Thank you Milly for the warm welcome! Good to see you here too!

Cindy

[jonsi]

I hope chocket checks in before Cindy leaves for California so they can swap info.

Hi CindyC, I didn't know you were a newbie here! (I thought you had been on this forum for a long time.) Sometimes we get along about as well a house full of sisters and brothers with only one bathroom. "My turn, who didn't flush the toilet" Most of the time we are very polite and considerate, like me We have different theories, suggestions and treatment advice and sometimes it gets kinda hot in the kitchen. If it gets too hot, someone opens the door and fresh air comes in and we become family again. So welcome, Sister!

In the white light,
~jonsi

[chocket]

Hi Folks,
When I finally decided to accept the fact that I had Morgellon's and proactively sought out help in this matter, I immediately realized that this ailment we call Morgellon's, carried with it sterotype profiling. It soon became apparent that the doctors had already read my records, and were basing their information on previous notes, rather than really trying to get to the root cause of the problem. My dermatologist has at least accepted my suggestion we try topical cream Permethrin, and she prescribed for me anti-Dermodex Invemectin medicine.

4 years ago when this started and I had surgery done on my 1st lesion, I asked my surgeon, if he had heard of the Demodex mite. The reason for asking was that another lesion started within a day after surgery, and a couple days after having my stitches removed, I noticed a fiber coming out, and literally pulled it out of the stitched area. Yes, I called their office and asked if they could have forgotten a stitch. Their reply was no, also the fiber wasn't the same texture or color. At my follow up appt. I told my surgeon that I felt that their was something under the skin, due to another lesion, and had been told of the Dermodex mite that could cause skin reactions. Dr Shi looked at me and told me he had never heard of it, and that perhaps I should see Psychiatry.

I was astonished when my Dermatologist tells me a week ago, that we could try some medicine that deals with a skin parasite called Dermodex. My reaction could have been to tear this woman's hair out or laugh outloud. (I mean after all, It wasn't her, who had told me that there was no such thing, and that I should see Psychiatry.)

After they announced that Kaiser/CDC had chosen Northern California for their clinical trial research, I was again astonished to find out that the Bay area represented a large number of recorded cases of "unknown dermopathy". Where was everyone? It seemed like the Medical industry had done their job in keeping the people divided and conquered. By using tactics that promoted fear and self-esteem issues. Once normal people who had lead active lives were now so homebound, that it bordered Agoraphobia. In fact, I had a response sent to me when I first started advertising and seeking others, which said it all.

'many of us morgies are still private treating ourselves cause of fear of being contagious ,'

this person chose to support her cause by donating to the MRF. I congratulate her on at least looking at the internet boards and keeping up on the latest information, as well as her donation efforts. Yet, her words,however, echoed many others thoughts. How many more were out there afraid to go out in public. Even if this is contagious, which, fortuntely in my case it has not been, why be afraid of meeting like people sharing the same symptoms of the disease?

Because we have been battered.Wikipedia

Battered person syndrome is a physical and psychological condition that is classified as ICD-9 code 995.81 "Battered person syndrome" NEC or otherwise included within DSM-IV as a sub-category of post-traumatic stress disorder....The condition explains why abused people often do not seek assistance from others, fight their abuser, or leave the abusive situation.

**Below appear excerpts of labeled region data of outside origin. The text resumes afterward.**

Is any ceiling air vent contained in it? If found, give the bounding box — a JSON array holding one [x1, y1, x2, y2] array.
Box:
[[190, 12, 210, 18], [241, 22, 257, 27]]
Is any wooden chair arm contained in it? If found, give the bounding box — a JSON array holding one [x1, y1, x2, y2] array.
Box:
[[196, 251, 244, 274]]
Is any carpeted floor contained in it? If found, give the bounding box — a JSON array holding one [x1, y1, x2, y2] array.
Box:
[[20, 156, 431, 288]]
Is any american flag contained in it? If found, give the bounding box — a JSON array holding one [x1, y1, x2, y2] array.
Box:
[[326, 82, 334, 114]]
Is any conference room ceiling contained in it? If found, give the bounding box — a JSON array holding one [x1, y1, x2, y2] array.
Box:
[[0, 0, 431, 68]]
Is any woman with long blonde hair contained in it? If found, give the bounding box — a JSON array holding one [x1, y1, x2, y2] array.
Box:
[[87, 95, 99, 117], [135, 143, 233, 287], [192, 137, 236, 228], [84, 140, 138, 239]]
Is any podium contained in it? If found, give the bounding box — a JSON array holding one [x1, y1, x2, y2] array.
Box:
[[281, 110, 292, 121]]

Sufferers have low self-esteem, and often believe that the abuse is their fault"

I, too, am not the same woman I was for the first 40 years of my life. I have become a recluse. I do my shopping at night so that I won't see anyone I know and have to either explain why I have sores on my face, or be distracted while they stare at them. I have not dated in 4 years, though that might be good thing It is a struggle everyday to go to work and face my students. They are a bit more forgiving and don't really care. Some have even been sympathetic. I really believe in my heart that support groups that offer services in which Jonsi and Jo and others have outlined, will help us on all levels.

Sorry I didnt get to the forum until late. I live about 60 miles north of SF. It seems like everyone knows you on the board. We haven't been introduced, so please respond back when you can, or email me. Either way. You mentioned patients. You've peaked my curiosity.
Its time for bed, need my beauty sleep.
Carrie/chocket

[jonsi]

Support Group Meetings (ideas)

1. It is my thought that the group meeting should start at a given time, but make arrival time open. I have a hard time going places because deadlines are so stressful. "Be there by x:xx time" causes me great anxiety.

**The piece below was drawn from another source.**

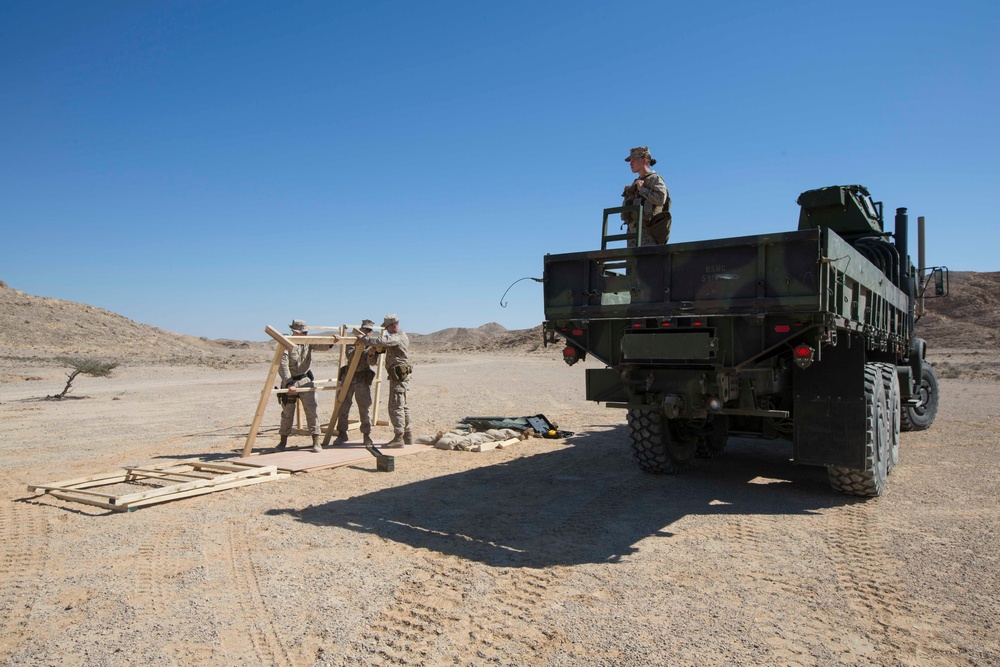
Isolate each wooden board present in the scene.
[231,443,434,472]
[28,459,288,512]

Meeting should be informal rotating between personal introduction and paperwork(#'s 2 & 3 below). Two people should be running the meeting to do this. This allows morgies to arrive late (ouch :P ) and still feel included.

2. Have a question/answer paper they can complete. This is a faster way to go over symptoms and "acknowledge"/verify that the person has Morgellons.

3. Talk with each morgie individually and meet the people that have come along with the morgie to offer support.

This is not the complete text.